用語集
「部分パッケージ」とは?
別名・英語表記:中間体
ゲノムを途中までしか積んでいないAAVカプシド。空でも実でもない中間的な粒子で、測定時にどちらへ数えるかで比率が動く。
別名・英語表記:中間体
ゲノムを途中までしか積んでいないAAVカプシド。空でも実でもない中間的な粒子で、測定時にどちらへ数えるかで比率が動く。
部分パッケージとは、ゲノムを途中までしか積んでいないAAVカプシドで、空カプシドとも完全な実カプシドとも異なる中間的な粒子です。測定手法によってこの粒子をどちらへ分類するかで空・実の比率が変動するため、製品品質の評価において無視できない存在になっています。
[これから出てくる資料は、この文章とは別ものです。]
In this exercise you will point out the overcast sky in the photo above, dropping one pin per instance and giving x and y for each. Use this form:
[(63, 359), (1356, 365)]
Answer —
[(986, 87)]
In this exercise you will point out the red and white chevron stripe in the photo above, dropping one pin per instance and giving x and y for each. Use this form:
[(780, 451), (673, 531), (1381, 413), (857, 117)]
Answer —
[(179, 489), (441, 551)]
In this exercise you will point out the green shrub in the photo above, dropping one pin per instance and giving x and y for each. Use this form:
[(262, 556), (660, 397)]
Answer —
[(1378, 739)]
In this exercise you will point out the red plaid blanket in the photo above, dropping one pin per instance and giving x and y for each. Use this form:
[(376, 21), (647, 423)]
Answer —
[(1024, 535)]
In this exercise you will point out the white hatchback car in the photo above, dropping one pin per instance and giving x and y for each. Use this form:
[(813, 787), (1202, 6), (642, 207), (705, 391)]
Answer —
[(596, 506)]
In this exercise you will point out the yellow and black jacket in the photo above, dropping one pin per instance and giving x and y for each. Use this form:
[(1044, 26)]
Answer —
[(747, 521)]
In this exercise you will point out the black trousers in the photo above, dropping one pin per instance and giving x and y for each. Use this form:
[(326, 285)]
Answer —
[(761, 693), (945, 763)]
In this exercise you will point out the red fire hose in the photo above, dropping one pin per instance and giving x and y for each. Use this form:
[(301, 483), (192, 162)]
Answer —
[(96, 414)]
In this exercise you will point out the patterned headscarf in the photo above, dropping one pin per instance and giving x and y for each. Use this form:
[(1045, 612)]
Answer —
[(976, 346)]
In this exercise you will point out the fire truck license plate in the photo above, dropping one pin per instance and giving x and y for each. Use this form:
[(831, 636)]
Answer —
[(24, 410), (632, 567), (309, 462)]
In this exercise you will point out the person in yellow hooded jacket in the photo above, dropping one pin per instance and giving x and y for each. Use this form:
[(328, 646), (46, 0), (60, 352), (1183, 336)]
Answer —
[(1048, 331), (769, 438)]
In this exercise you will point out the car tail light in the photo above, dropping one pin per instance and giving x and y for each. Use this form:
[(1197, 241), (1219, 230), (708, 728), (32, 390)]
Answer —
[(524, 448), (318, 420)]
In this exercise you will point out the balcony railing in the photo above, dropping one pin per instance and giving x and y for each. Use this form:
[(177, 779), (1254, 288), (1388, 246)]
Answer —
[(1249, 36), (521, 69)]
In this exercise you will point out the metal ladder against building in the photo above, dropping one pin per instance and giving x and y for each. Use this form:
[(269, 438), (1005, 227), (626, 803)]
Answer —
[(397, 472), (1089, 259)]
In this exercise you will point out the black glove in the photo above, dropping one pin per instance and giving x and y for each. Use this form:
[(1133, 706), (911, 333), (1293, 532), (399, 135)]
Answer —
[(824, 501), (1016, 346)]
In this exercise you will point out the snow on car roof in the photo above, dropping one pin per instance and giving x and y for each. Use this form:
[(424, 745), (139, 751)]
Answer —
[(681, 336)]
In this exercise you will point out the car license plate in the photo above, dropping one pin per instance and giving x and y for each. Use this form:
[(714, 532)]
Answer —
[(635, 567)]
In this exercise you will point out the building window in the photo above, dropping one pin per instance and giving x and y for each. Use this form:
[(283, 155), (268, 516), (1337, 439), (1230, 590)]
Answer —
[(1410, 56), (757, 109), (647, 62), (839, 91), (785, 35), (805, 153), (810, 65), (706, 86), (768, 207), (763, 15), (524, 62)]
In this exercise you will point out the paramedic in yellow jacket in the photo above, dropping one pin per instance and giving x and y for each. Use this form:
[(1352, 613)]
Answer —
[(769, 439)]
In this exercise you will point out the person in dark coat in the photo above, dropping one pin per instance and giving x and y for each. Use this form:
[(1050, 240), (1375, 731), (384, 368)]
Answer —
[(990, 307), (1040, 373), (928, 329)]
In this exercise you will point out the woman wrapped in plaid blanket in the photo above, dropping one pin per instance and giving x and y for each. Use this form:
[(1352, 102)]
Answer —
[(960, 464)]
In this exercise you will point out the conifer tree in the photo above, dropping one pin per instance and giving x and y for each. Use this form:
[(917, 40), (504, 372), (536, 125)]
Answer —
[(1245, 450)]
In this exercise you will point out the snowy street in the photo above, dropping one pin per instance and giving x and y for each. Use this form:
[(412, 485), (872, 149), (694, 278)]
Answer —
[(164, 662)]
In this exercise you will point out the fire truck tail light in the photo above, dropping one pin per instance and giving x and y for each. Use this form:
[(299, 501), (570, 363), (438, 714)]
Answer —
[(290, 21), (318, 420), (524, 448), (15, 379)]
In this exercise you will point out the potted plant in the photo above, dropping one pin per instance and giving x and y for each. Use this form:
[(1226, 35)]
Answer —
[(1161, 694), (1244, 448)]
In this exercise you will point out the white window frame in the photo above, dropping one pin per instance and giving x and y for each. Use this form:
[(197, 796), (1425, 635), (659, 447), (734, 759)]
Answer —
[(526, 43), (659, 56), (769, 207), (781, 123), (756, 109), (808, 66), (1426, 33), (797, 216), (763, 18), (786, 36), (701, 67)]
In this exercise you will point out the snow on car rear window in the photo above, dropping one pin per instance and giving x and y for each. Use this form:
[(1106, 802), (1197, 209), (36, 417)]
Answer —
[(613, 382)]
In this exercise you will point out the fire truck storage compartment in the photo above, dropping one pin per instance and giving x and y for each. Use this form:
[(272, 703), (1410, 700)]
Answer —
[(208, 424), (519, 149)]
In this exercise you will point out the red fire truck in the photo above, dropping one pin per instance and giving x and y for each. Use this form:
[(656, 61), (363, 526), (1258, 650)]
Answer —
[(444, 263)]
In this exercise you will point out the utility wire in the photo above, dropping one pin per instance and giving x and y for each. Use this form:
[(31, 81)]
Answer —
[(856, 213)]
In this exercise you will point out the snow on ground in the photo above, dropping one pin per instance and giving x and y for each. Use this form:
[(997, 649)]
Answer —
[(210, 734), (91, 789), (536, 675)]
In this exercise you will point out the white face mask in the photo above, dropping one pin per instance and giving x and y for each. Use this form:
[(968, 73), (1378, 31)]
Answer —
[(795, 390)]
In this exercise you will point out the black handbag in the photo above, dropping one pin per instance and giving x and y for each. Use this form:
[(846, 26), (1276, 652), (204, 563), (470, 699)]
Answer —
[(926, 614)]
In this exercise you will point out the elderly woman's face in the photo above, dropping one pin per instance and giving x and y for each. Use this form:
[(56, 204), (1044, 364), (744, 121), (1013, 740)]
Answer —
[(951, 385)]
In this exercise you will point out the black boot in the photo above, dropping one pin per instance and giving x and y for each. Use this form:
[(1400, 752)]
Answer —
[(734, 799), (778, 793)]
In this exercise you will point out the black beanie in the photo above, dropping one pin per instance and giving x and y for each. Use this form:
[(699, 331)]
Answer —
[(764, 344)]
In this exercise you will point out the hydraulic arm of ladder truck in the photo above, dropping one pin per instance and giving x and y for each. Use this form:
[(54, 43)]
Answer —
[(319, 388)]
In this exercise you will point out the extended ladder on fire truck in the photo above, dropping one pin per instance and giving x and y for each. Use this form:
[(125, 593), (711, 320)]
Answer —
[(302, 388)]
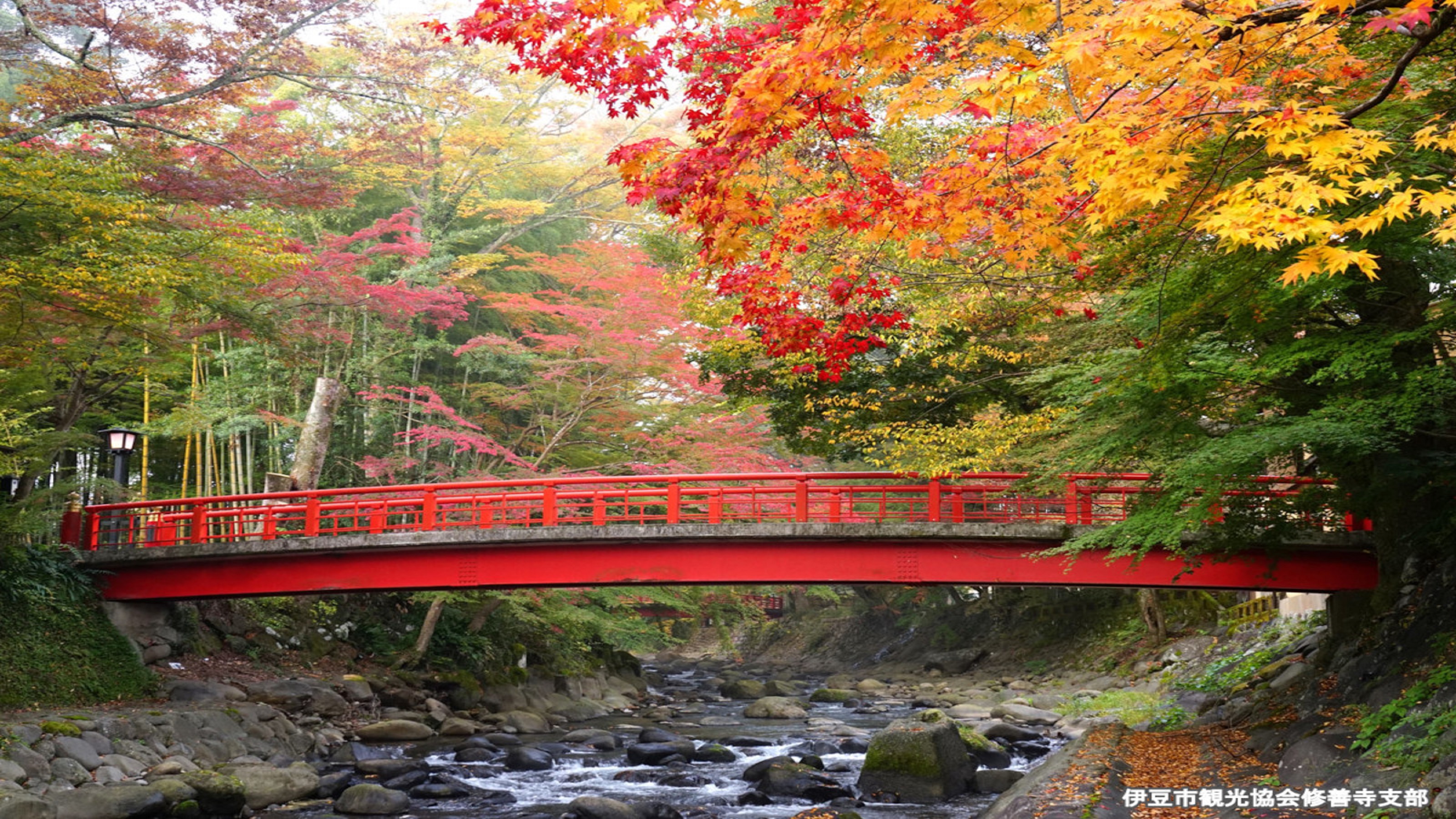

AAVカプシドは一般に「空(ゲノム未封入)」と「実(完全なゲノムを封入)」に分けて語られますが、部分パッケージはその二項に収まらない中間的な粒子です。ゲノムを途中までしか積んでいないため、測定方法によって空カプシドとして計上されることも実カプシドとして計上されることもあります。この分類のゆらぎが、製品の空・実比率という指標そのものを動かしてしまうため、測定手法の選択と定義の統一が品質評価の精度を左右します。
定常状態が保たれている製造工程では、産出される粒子の品質は時間的に均質になりやすく、バッチ間差という概念そのものが薄れます。しかし部分パッケージの計上ルールが曖昧なままでは、工程が安定していても見かけ上の空・実比率がぶれて見え、製品の同等性や規格への適合を正しく判断できなくなります。患者へ投与されるまでの各中間体を一意の識別子で管理する仕組みを機能させるためにも、部分パッケージをどう定義して計測するかを工程設計の段階から固めておく必要があります。
この定義はProglenth編集部が一般的・基礎的な内容として整理したものです。実際の管理基準・要件は製品・企業・各極の規制により異なります。 正確な運用は各極の薬局方・ガイドライン(ICH/GMP等)やメーカーの一次情報をご確認ください。